There, on a bed of clay, lay a corpse, its leathery skin torn at the curves of his elbows, while the thinnest skin along his scalp blistered and peeled.

She knelt beside the dead man. When she touched him, his jaw seemed to drop, and his lips curled back slightly. I saw the long fangs of our tribal brother. Kiya glanced up at me. “He was beautiful not long ago. He had long golden hair, and a strong body—like yours.” As she said this, she touched my chest, and her hand went to my throat. “Do you feel his stream?”

I closed my eyes, her fingers lingering at my shoulder. I felt the heat of Kiya’s stream, but nothing more.

Then a gentle, nearly imperceptible feeling, as of some small insect crawling along the back of my hand.

“He cared for me, as I care for you,” she said. “A king of a tribe of men who are no more—slaughtered, as so many men will be. Like you, he had come, an enemy to this land.
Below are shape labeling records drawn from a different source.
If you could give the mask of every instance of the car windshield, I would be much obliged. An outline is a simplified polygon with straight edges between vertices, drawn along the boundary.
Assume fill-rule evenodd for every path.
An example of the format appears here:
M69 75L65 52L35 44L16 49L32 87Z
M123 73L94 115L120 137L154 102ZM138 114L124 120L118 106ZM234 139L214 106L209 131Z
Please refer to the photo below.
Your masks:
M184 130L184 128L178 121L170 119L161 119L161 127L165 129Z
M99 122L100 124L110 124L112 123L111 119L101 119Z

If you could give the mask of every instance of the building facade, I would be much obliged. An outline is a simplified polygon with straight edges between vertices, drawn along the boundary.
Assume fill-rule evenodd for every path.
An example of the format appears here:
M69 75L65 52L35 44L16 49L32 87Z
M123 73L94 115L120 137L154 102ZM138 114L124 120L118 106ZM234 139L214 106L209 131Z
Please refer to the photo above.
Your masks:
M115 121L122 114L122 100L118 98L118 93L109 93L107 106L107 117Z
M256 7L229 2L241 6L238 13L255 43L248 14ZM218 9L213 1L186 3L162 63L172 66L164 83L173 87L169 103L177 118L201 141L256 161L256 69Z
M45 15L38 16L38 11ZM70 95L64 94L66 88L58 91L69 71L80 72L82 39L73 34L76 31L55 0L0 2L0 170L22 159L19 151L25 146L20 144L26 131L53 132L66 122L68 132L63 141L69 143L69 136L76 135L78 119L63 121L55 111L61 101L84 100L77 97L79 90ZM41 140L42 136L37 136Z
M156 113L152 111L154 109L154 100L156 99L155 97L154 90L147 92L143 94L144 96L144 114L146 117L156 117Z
And as she did with you and I, the Pythoness drank of him and brought her life into him. And as you and I shall one day, he lies in the dust, never again to rise.”

“We are immortal,” I said. “How...” But I could not form the words to ask the question I dreaded.

“While we are young and strong, we are no better than wolves and jackals. When the strength fades, and the years pass, our hell is within this flesh. For us there is no death. It has been denied us at the Threshold. This...” she said, turning again to wipe the drops of red sweat that had accumulated at his tattered brow, “this is our destiny, if we are not destroyed by men. It is the Extinguishing. We live forever, whether or not our minds continue. We grow weak and feeble. To some it comes fast, and they are dust soon. To others, like Balaam, it is slow.”

“Has he lived many lifetimes?”

“Not so many,” she said. “We live longer than men. But we do not live as we are now, forever.”

Her eyes shone as she watched him. She crouched beside him and pressed her hand into his. “Here, hold me,” she said, offering me her free hand. I took it in mine, and immediately experienced a sensation of horror. I felt as if my hand in hers were liquid, and flowed into Balaam as he laid there, barely a breath coming from him. I felt a shivering cold and the feeling of movement as if I’d touched the sloughing skin of a sleeping serpent.

More than anything I’d experienced in immortality, this struck to my heart in a way that no human experience had. Though I had wept for my mother, for my brother, for my grandfather, and for loss of Alienora, when I felt what Kiya passed from this vampyre as she tightened her grip on his hand and on mine, it was not the terror of the Extinguishing of a vampyre’s existence but the sorrow of an enormous diminishing of light. It was as if the stream between the three of us, in weakening, had drawn something from within me that had been dormant in my previous existence. I understood sadness in a way that was not destructive, not self-loathing, not vain, as had been my mortal feeling.

We were one in the stream. His loss, the loss of this creature’s facilities, his power, his memory, all of it was my loss, as well. Kiya’s, too, and though I did not then understand why monsters such as ourselves should be pitied, still, I felt it, a great pity at the loss of this immortal, at the terror he faced, for, without hearing it from Kiya’s lips, I knew. I knew.

The Extinguishing was worse than the pain of a thousand deaths.

It was existing into eternity, locked in a cage of all that would fall away and turn to dust.

“Mortals journey, when their flesh fails them,” she said, softly. “Their skin is their cloak, and when they shed it, their souls travel across the Threshold. We cannot abandon our flesh, once we have resurrected. The flesh and the bone and the blood—the body—is our heaven and our hell.”

I felt his youth and his childhood, his years as a vampyre, both the darkness and the light of his existence, the tearing of the fabric of memory as much as the tearing of muscle.

This is the vampyre’s curse: the atrophy of the body, which comes, eventually, when cut off from the source of the tribe. Cut off as we, in that graveyard city, were cut from the womb of our being.